Question

A. A heat engine converts the flow of heat that results from a difference in temperatures into work. Write one or two sentences describing a heat engine that has a low efficiency by comparing the temperatures at which it operates.

b. How could you improve the efficiency of a heat engine by decreasing one of the temperatures at which the heat engine operates?

c. Calculate the amount of heat needed to warm 16.1 kg of water from a room temperature of 20.0°C to 60.0°C. Show your work.

d. A water heater has an efficiency of 67%. If the water heater takes in 6040 kJ of heat to heat up water for a dishwasher, how much total work does it provide? Show your work.

e. How much energy is lost to the surroundings while heating the water for one cycle of the dishwasher?

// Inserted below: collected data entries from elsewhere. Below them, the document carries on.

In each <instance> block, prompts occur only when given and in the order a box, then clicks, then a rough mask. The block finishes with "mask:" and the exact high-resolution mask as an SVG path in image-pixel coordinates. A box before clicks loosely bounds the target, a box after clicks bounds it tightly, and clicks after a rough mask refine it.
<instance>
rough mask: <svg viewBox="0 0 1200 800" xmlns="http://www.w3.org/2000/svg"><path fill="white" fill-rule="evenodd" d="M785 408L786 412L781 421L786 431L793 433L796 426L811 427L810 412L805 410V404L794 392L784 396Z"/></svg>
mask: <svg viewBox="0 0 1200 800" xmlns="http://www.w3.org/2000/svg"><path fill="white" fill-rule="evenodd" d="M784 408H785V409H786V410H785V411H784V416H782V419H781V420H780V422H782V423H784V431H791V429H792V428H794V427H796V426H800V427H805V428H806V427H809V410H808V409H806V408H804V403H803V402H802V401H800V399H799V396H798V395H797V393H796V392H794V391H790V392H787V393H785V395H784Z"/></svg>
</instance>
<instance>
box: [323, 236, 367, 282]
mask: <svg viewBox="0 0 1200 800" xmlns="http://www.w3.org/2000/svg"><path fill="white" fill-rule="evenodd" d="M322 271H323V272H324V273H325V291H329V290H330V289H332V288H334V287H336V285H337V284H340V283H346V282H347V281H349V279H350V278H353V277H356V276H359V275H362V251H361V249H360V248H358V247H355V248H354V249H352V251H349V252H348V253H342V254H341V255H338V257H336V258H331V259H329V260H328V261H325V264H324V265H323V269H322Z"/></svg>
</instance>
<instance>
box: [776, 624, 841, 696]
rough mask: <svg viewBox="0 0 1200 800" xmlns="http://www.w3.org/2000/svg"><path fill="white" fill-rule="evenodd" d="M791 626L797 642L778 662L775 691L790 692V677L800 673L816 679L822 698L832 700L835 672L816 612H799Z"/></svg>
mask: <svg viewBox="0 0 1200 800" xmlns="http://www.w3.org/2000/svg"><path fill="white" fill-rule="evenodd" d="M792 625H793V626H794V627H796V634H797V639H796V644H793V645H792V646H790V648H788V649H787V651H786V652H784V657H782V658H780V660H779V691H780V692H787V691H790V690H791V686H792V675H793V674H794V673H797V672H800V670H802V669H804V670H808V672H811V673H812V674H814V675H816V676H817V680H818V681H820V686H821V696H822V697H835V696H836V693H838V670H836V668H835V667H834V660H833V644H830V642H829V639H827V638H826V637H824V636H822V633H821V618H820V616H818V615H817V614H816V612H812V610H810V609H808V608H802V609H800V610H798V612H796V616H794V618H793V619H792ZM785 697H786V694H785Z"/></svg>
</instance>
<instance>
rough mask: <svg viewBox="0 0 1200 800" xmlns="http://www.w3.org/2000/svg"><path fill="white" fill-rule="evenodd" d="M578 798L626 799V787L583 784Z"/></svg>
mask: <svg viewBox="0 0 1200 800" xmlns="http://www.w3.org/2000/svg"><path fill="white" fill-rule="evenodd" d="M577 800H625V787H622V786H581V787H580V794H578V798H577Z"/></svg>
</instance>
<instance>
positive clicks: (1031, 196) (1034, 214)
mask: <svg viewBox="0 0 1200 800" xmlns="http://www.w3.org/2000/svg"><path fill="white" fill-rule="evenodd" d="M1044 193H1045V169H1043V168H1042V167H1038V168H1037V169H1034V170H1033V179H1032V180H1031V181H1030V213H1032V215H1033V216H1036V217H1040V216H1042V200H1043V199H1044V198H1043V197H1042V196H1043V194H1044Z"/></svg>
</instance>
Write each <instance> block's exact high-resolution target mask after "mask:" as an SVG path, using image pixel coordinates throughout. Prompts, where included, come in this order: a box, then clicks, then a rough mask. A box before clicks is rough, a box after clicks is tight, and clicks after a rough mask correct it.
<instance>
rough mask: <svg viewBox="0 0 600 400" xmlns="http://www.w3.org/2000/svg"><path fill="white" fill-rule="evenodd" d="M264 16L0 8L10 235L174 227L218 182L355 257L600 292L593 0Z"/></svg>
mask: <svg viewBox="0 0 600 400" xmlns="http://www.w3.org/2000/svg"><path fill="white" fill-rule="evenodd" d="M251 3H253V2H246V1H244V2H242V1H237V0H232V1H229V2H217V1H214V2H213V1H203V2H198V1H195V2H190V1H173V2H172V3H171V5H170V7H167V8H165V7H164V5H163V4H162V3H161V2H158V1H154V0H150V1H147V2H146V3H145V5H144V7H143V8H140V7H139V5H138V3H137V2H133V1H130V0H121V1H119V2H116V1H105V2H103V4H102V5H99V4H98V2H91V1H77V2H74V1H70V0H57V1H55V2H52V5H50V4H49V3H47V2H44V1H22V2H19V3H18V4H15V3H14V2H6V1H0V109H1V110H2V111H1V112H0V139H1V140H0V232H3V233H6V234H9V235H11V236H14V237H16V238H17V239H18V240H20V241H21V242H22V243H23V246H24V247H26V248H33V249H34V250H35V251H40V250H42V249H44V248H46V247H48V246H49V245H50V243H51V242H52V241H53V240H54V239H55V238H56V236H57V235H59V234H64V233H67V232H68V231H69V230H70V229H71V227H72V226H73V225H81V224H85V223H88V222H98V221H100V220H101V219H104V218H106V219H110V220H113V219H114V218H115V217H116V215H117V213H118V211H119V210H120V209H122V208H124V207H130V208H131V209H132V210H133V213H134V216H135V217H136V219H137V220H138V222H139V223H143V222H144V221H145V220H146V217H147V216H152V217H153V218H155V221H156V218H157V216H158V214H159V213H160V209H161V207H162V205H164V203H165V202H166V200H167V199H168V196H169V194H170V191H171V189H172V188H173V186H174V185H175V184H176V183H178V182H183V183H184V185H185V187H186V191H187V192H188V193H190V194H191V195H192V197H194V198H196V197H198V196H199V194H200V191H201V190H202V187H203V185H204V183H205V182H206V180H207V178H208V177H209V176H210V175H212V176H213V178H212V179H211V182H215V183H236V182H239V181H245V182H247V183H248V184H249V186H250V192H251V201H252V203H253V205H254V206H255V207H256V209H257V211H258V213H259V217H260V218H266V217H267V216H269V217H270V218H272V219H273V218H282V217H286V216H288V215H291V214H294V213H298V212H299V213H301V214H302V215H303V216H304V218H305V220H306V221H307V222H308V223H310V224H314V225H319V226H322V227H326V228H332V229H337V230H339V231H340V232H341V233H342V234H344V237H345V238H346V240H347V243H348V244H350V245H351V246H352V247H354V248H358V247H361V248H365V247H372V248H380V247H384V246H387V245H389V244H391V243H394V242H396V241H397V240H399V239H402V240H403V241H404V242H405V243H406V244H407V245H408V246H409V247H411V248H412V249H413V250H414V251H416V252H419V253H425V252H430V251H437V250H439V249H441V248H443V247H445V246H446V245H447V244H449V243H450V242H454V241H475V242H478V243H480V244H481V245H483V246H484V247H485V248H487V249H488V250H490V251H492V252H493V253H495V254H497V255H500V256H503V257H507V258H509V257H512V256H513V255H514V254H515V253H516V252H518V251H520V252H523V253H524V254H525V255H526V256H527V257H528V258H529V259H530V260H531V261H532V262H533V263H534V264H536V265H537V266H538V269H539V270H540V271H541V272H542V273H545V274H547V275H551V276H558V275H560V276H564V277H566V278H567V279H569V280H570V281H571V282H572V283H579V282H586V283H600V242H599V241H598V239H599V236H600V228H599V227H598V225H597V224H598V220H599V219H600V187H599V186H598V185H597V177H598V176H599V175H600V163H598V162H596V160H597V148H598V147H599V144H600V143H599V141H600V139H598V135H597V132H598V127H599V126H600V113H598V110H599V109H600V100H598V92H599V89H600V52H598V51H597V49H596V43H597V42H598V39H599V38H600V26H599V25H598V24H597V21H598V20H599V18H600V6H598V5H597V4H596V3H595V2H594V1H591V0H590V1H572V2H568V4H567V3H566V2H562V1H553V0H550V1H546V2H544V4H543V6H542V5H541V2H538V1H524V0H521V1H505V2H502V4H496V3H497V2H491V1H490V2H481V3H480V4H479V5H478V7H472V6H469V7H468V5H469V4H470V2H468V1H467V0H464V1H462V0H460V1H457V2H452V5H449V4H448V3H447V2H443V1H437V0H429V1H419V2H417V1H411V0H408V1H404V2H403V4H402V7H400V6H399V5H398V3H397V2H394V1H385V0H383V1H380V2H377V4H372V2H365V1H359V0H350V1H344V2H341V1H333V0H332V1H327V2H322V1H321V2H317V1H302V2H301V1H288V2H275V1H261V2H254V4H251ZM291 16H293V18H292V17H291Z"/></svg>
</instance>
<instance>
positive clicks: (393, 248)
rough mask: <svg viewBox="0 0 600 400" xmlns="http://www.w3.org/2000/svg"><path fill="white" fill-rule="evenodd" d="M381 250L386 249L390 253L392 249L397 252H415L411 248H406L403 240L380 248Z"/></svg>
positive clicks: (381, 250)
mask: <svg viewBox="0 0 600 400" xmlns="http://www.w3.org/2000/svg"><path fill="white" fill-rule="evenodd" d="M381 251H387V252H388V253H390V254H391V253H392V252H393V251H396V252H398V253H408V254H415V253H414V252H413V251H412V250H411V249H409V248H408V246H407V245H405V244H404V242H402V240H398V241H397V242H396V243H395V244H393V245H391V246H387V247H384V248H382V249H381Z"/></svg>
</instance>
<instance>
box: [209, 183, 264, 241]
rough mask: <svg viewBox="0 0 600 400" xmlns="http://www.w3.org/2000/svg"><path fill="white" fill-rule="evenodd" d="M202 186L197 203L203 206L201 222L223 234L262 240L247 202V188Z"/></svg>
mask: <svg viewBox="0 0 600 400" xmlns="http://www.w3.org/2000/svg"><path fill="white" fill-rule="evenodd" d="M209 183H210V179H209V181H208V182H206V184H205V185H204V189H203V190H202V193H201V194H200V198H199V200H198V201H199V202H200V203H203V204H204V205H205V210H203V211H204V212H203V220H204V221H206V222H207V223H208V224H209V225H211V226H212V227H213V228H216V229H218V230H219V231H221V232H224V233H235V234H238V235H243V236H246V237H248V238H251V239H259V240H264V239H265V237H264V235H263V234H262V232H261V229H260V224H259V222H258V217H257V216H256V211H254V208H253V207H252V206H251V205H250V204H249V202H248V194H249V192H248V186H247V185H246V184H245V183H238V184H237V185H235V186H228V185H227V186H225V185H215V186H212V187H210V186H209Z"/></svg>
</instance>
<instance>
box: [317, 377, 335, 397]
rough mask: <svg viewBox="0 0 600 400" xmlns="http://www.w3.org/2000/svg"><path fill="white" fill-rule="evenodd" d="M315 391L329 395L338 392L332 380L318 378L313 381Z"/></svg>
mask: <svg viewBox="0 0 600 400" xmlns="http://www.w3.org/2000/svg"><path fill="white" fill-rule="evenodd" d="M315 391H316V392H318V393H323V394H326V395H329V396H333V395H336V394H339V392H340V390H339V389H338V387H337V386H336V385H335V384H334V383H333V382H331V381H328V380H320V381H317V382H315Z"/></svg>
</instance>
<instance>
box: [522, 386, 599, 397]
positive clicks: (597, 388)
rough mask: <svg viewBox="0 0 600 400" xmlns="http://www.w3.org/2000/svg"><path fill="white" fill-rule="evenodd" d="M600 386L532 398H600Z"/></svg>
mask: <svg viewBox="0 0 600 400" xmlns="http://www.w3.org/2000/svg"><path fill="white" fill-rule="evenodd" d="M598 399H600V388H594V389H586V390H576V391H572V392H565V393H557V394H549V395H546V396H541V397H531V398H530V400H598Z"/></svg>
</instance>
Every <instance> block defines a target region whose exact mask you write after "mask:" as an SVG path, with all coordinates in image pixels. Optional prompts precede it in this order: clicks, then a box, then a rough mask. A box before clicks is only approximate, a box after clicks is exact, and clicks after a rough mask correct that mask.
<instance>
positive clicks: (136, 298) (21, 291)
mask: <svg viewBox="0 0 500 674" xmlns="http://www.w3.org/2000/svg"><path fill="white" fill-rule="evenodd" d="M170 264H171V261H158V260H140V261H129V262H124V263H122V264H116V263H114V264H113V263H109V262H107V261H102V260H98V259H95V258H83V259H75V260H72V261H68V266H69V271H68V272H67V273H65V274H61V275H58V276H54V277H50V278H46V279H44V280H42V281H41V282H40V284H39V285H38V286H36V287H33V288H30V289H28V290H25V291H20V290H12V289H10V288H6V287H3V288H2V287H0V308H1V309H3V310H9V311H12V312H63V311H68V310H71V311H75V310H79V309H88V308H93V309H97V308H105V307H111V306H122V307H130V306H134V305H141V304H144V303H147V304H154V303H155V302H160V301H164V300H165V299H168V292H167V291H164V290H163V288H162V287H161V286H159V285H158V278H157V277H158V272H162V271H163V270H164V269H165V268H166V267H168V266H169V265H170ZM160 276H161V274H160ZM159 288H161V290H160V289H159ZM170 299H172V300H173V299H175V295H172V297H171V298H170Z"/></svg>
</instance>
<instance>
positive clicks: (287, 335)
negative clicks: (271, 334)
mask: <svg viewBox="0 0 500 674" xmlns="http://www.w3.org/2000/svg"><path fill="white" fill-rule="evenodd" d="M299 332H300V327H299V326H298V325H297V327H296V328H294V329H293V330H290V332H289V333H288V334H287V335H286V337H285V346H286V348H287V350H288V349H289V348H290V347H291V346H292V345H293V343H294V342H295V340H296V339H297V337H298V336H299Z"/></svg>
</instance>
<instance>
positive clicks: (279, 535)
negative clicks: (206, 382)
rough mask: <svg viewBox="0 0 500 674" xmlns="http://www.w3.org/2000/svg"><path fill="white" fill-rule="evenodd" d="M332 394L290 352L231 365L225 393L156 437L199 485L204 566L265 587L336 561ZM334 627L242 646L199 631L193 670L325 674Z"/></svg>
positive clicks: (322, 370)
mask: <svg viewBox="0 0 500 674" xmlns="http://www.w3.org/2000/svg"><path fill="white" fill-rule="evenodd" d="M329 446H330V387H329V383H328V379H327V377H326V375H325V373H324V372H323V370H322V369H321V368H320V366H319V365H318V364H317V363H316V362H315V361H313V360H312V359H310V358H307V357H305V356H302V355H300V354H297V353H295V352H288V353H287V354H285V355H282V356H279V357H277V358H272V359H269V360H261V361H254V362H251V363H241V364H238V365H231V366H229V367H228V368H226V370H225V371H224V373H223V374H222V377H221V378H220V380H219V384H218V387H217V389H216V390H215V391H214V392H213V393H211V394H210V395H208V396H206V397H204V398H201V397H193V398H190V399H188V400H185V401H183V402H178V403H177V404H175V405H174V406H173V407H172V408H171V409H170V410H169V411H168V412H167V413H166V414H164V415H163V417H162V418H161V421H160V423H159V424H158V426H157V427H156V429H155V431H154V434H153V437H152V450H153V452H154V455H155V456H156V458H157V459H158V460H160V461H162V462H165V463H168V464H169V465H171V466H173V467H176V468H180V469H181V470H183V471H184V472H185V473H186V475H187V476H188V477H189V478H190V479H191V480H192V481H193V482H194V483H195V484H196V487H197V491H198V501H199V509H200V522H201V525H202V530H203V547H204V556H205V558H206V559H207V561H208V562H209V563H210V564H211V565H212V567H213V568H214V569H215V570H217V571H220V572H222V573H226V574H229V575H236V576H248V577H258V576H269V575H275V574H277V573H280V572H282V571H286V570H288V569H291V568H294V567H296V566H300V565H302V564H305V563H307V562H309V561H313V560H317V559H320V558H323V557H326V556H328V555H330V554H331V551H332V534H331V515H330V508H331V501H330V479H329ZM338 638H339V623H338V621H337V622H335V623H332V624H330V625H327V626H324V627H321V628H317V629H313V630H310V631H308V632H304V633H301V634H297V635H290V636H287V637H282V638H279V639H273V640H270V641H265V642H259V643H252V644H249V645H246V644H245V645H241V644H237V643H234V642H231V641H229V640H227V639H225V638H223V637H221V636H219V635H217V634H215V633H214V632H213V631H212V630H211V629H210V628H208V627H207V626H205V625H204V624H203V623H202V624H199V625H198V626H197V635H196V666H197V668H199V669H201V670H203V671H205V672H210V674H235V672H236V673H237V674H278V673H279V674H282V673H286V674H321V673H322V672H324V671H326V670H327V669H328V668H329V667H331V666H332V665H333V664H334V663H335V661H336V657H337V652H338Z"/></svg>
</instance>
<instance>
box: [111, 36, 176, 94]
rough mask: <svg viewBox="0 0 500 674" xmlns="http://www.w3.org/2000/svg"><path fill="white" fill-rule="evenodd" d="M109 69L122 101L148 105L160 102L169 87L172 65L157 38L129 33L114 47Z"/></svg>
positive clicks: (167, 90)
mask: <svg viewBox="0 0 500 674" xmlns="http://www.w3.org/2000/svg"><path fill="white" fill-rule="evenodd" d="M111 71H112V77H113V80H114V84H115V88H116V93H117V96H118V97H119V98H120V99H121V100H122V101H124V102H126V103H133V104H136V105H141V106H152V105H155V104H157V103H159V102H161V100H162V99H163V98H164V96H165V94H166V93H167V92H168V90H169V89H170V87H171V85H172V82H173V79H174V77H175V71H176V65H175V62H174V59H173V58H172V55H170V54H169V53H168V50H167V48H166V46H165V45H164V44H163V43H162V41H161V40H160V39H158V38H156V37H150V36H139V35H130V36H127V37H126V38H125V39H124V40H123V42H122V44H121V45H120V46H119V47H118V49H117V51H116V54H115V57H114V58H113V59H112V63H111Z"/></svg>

Show your work.

Answer 1

a) Heat efficiency in terms of temperatures is

`\eta=1-T_2/T_1`,

where T1 - heater's temperature, T2 - cooler's one. We see that when T1=T2, efficiency is 0. The more the difference between the temperatures, the more efficient is the machine.

b) By decreasing T2. For example, on the whole vehicle's efficiency is higher in cold weather.

с) Q=cm(t2-t1)=4200*16.1*(60-20)=2704800 J.

d) Unfortunately, it provides less total work than it takes:

Q=W*0.67=6040*0.67=4046.8 kJ

e) Lost = Consumed - useful = 6040-4046.8=1993.2 kJ.

Answer 2

PART A)

efficiency of the heat engine is defined as

`Efficiency = (W_(out))/(Q_(in))`

So it is ratio of output work and input Heat energy

So here we can say that

In order to increase the efficiency we have to increase the output work with less amount of input heat

this is related to temperature as

`efficiency =1 - (T_2)/(T_1)`

now we can say that in order to increase efficiency T2 must have to decrease and T1 have to increase

Part b)

now we can say that in order to increase efficiency T2 must have to decrease and T1 have to increase

So on decreasing the temperature T2 and increasing the temperature T1 we will get more efficiency of heat engine

Part c)

heat require to increase the temperature

`Q = ms\Delta T`

now we have

m = 16.1 kg

s = 4186 J/kg C

`\Delta T = 60 - 20 = 40^oC`

now we have

`Q = (16.1)(4186)(40) = 2.69* 10^6 J`

Part d)

Heat taken by heater = 6040 kJ

efficiency = 67%

now we have

`efficiency = (W)/(Q)`

`0.67 = (w)/(6040 kJ)`

`W = 4046.8 kJ`

Part e)

Energy lost to the surrounding = Heat given - Work done

Energy lost = 6040 kJ - 4046.8 kJ

Energy lost = 1993.2 kJ